Bed & Breakfast Inns and Ranches of Wyoming

 

Wyoming - The Equality State

Wyoming has from its earliest days offered women unprecedented opportunities and freedoms.  The reason why is not certain.  One explanation has to do with the extreme scarcity of women.  In Wyoming's early days, women were so rare that towns like Laramie advertised for women emigrants in eastern newspapers.  Perhaps women were more highly valued as a result, or perhaps they were too few to have much impact, no matter what they did, and so were granted greater freedoms.  Or perhaps Wyoming's general attitude of egalitarian independence -- of minding your own business and letting your neighbors mind theirs -- simply included women neighbors as well as men.  Whatever the reasons, here are a few feminist firsts that we are proud to say happened in Wyoming.

Wyoming was the first territory in the United States to extend women the right to vote, doing so with little fanfare in its 1869 territorial legislature with a bill introduced by William H. Bright, a saloon keeper from South Pass City.  He was ably assisted by Edward Lee, the Secretary of Wyoming Territory and a prominent suffragist.  The legislators' motives were undoubtedly mixed.  One big incentive was the notion that giving women the vote would attract attention and settlers to the territory, but the legislature's overall work does showed consistent concern for the rights of women.  Other laws adopted were not as radical as the voting issue, but were still on the leading edge of what was happening with women's rights elsewhere in the United States.  These laws gave women control over their personally owned property and earnings, required that men and women heirs be treated equally when a person died without a will, and specified that mortgages taken out against a homestead were not binding on a wife unless she had signed it as well as her husband.  When Wyoming's women got their first chance at the polls in September of 1870, the majority of them turned out and voted two to one for the Republican party, even though it had been a Democratic legislature that had given them suffrage.  Although the Democrats schemed ways to punish the women for their lack of gratitude, the suffrage act was never repealed.

In the same year, Secretary Lee had another South Pass City resident, Esther Hobart Morris, appointed to fill a vacant justice of the peace position, making her the nation's first woman judge.  Morris has been widely but wrongly credited for providing the impetus for her legislator's suffrage bill.  Rather, Morris seems to have been simply a competent person seeking to supplement the family income.  She would have liked to have run for a second term, but could not get a political party to nominate her for the position.

In the following year, women were called to sit on the nation's first mixed-sex jury for a murder trial in Laramie.  Despite scandalous rumors nationwide, the women were conscientious and capable jurors and indeed took their jobs more seriously than their male counterparts.  The women influenced the jury to hand down a manslaughter verdict when an all-male jury would almost certainly have acquitted the suspect.  According to one source, such an unsympathetic view of general frontier wildness convinced a number of the town's riffraff to move on, pleasing the town's women greatly.

Although Wyoming didn't necessarily become a central bastion for women's rights -- women here were generally too overworked and isolated to have time, energy, or money for extra activities -- it continued to demonstrate an egalitarian attitude.  There were movements to delete the suffrage statute from the constitution when Wyoming applied for statehood, but the movements failed.  Wyoming thus became the first state to allow women the vote.  In 1894, Mrs.

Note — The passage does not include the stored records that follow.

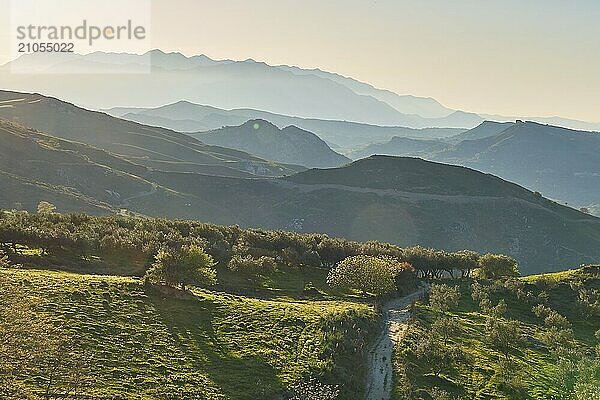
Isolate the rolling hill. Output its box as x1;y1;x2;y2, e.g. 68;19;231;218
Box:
394;266;600;399
353;121;600;213
436;121;600;211
0;90;303;178
196;119;350;168
1;92;600;273
148;156;600;274
0;267;376;400
0;118;240;218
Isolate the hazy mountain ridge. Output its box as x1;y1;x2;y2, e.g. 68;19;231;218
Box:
197;119;350;168
0;90;303;178
105;101;466;151
4;50;600;131
352;121;600;213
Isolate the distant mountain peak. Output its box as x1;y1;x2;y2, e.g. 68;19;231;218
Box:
200;119;349;168
240;119;278;130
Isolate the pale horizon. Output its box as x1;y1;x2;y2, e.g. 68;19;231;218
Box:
1;0;599;122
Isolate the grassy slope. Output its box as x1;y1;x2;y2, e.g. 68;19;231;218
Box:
393;268;599;399
2;268;376;400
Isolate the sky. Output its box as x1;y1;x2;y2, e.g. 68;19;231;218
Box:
1;0;599;122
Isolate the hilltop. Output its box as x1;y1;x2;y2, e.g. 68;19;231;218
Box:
198;119;350;168
353;121;600;213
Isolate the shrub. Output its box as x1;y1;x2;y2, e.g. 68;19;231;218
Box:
37;201;57;214
429;284;460;312
0;250;9;268
288;379;339;400
228;255;277;275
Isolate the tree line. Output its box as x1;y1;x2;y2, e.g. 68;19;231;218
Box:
0;209;518;294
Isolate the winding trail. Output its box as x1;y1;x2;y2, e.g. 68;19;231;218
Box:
364;287;428;400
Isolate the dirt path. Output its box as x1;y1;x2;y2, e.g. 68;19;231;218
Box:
121;182;158;207
364;288;428;400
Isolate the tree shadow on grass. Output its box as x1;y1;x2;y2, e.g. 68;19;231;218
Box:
417;374;467;399
148;290;285;400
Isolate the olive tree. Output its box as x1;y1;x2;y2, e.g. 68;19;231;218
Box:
429;284;460;312
145;245;217;290
327;255;411;296
475;254;519;280
37;201;57;214
486;317;522;361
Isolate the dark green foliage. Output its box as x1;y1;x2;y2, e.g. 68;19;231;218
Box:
475;254;520;279
144;245;217;290
0;210;481;284
485;317;522;360
428;284;460;312
326;255;414;296
228;255;278;275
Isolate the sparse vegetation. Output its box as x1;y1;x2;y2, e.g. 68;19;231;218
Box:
393;266;600;399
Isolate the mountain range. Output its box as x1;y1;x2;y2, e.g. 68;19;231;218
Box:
352;120;600;214
0;90;599;273
3;50;600;131
0;90;303;178
105;100;464;151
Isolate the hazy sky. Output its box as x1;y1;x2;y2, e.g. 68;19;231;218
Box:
1;0;599;121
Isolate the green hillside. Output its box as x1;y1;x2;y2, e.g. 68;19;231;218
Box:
0;268;376;399
393;266;600;399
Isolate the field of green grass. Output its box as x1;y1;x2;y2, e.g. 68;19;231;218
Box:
1;268;377;400
392;267;600;399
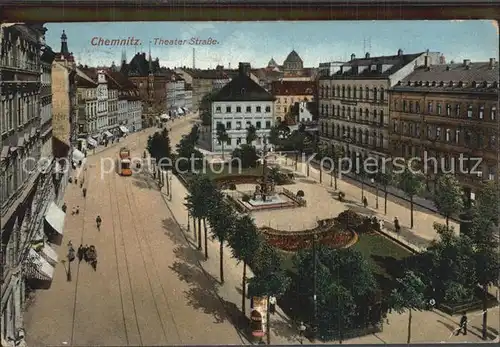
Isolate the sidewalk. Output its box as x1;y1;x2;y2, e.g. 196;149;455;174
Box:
280;156;460;249
161;173;305;345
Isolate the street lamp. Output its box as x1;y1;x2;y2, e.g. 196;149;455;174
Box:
312;232;319;339
298;321;306;344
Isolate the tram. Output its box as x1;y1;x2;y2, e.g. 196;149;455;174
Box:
117;147;132;176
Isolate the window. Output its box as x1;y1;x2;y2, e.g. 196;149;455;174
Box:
467;105;473;118
236;106;241;113
479;105;484;119
464;131;471;145
236;121;242;129
427;102;433;113
403;100;407;112
446;129;451;142
236;137;242;145
490;135;497;149
256;121;262;129
226;106;231;113
246;106;251;113
373;87;378;101
455;130;460;143
365;87;369;100
256;106;262;112
416;124;420;137
445;104;451;116
380;88;385;102
393;120;398;132
427;126;432;139
246;121;251;127
265;121;271;129
215;106;221;113
342;86;345;98
455;104;460;117
491;106;497;120
265;106;271;113
226;121;231;129
437;103;442;115
416;102;420;113
409;101;414;112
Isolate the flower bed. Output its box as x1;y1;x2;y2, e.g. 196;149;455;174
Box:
213;175;262;188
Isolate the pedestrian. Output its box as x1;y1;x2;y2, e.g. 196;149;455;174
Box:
456;312;467;335
91;259;97;271
394;217;400;233
83;187;87;198
71;207;76;216
74;177;78;185
96;215;102;230
269;296;276;314
363;196;368;208
83;244;89;262
77;244;84;262
62;203;67;213
75;206;80;215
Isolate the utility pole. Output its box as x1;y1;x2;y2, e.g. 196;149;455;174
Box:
312;232;318;339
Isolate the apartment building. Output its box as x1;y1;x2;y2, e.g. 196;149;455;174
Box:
166;73;187;117
318;50;442;168
270;80;316;123
1;24;68;347
75;70;98;146
389;58;498;200
211;63;275;152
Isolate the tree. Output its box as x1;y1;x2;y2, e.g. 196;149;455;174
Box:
208;199;237;283
467;182;500;340
396;164;424;228
248;241;291;344
231;144;258;169
216;123;229;160
287;130;306;170
293;246;380;341
246;124;258;145
186;175;218;254
329;146;343;190
389;270;427;344
201;111;211;126
147;128;172;170
229;214;262;314
433;174;464;227
375;168;395;215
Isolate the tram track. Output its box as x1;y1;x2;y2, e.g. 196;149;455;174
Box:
110;153;144;346
123;173;183;344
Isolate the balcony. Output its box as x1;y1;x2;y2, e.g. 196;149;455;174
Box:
0;56;40;74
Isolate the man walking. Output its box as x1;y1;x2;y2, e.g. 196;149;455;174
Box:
83;187;87;198
456;312;468;335
96;215;102;230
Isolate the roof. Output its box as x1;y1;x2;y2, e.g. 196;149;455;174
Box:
181;68;237;80
333;51;424;79
75;68;98;88
268;58;278;67
212;73;275;102
271;81;316;95
392;61;499;93
40;46;56;64
284;50;303;64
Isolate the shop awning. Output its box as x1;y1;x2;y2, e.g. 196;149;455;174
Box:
87;137;98;147
177;107;184;115
103;131;113;137
72;149;85;163
39;243;59;266
26;248;55;281
44;202;65;238
119;126;129;133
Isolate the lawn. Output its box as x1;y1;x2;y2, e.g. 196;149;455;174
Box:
203;163;264;179
353;232;413;292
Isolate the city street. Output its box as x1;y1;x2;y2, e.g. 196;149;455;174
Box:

Estelle Meyer was the first woman in the United States to be elected to a state office when she became Wyoming's State Superintendent of Public Instruction.  The town of Jackson elected the nation's first all woman town government in 1920, and in 1924, Mrs. Nellie Tayloe Ross became the nation's first woman governor.  (Although Texas also elected a woman governor on the same day, Wyoming claims priority since Ross was inaugurated before the Texas governor.)